| Ryzen ECC support is a mess, no AM4 motherboard currently on the market has implemented ECC support fully and properly (not even Asrock). It's better than nothing but you would be a fool to rely on it. Ryzen motherboard support is what is agreeably a "mess", not the processor itself, but at least it's functional on ASRock and select Gigabyte boards. As for "a fool to rely on it", not sure what you mean by that. The error correction itself is done by the hardware. Other than calling the initialization routines and providing logging/halt, the BIOS/UEFI isn't responsible for anything afaik. I'm well aware that this isn't the full grade of ECC support offered by higher-end Xeons and chipset combos, but it's better than nothing and it's affordable. Also, no offense, but I'm not going to rely on hardwarecanucks as an authority on this subject. All of the modern i3s and Pentiums support ECC, but you do need the server chipset instead of the cheap consumer stuff. Good news though - those "expensive server boards" are roughly the same price as say, an AM4 motherboard with an X370 chipset. The goal isn't ECC alone, at least not for me, the goal is an 8-core system with good single-threaded performance and ECC at a reasonable price. As far as I know, only Ryzen offers that. So for me, I'm looking at the possibility of getting a single system that can give me decent gaming performance, good development performance, ECC support, and more, all at a price that leaves me with money for other components. |
Fine then. AMD says it's unvalidated and unsupported, is that good enough for you?

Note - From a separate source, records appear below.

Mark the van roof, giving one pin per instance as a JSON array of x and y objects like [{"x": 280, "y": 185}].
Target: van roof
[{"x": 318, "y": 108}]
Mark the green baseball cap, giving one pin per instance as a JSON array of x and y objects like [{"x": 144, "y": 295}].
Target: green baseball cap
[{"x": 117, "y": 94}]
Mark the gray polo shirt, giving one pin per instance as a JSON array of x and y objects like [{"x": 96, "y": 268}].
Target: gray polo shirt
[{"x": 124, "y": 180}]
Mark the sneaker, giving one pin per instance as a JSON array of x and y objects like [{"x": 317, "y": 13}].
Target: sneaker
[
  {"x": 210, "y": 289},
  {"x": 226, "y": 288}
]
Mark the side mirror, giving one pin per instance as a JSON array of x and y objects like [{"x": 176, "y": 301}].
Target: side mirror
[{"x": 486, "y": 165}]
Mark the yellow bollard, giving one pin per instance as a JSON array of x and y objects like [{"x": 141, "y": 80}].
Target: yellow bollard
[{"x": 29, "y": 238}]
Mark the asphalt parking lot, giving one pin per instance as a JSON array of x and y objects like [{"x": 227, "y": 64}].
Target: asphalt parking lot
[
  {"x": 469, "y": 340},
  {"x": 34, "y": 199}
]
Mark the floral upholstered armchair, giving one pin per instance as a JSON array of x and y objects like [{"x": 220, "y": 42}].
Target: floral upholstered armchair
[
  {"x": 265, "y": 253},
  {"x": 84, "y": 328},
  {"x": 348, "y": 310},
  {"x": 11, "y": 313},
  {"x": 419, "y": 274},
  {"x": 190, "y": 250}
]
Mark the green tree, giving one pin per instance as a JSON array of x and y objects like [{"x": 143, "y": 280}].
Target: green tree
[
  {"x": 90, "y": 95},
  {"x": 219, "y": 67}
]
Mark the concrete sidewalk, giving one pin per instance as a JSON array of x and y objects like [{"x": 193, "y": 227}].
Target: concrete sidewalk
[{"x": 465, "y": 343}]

> I'm well aware that this isn't the full grade of ECC support offered by higher-end Xeons and chipset combos, but it's better than nothing and it's affordable.
So would you be OK with running Xeon engineering samples then? After all - they certainly pass the same "best effort" test. Personally since these are server ES hardware - I'd tend to trust it more than consumer hardware like Ryzen, especially given their comparative age/maturity.
I just picked up a 10-core Haswell Xeon engineering sample for $140 last week. 40% more multi-threaded performance than a Ryzen 1700. The X99 mobo I picked up from Microcenter for $60 doesn't have ECC support but a bunch of them do.
Or if you want something that's official and you know works, there are surplus Sandy Bridge Xeons very cheap nowadays. A decent bit more multithreaded performance than a Ryzen 1700 - but you'll be giving up single-threaded performance. http://natex.us/intel-s2600cp2j-motherboard-dual-e5-2670-sr0...
Or really - a full retail E5-2630 v3 is under $500 now on eBay. That's not really that bad if you just have to have everything in one box.
> So for me, I'm looking at the possibility of getting a single system that can give me decent gaming performance, good development performance, ECC support, and more, all at a price that leaves me with money for other components.
What it comes down to: if you want everything in one box then be prepared to shell out. Everyone has this market segmented out, including AMD (after all they won't stand behind Ryzen's ECC either). If you feel you need ECC, that's really not a valid solution.
If a Xeon doesn't cut it for you - sounds like you might be in the market for two boxes here. A server/workstation with ECC and good multi-thread performance, and a gaming machine that you can overclock and get the best single-thread performance out of.
(Also - in general, overclocking also seems kind of counterproductive to the aims to running ECC RAM - although I guess I haven't looked into that.)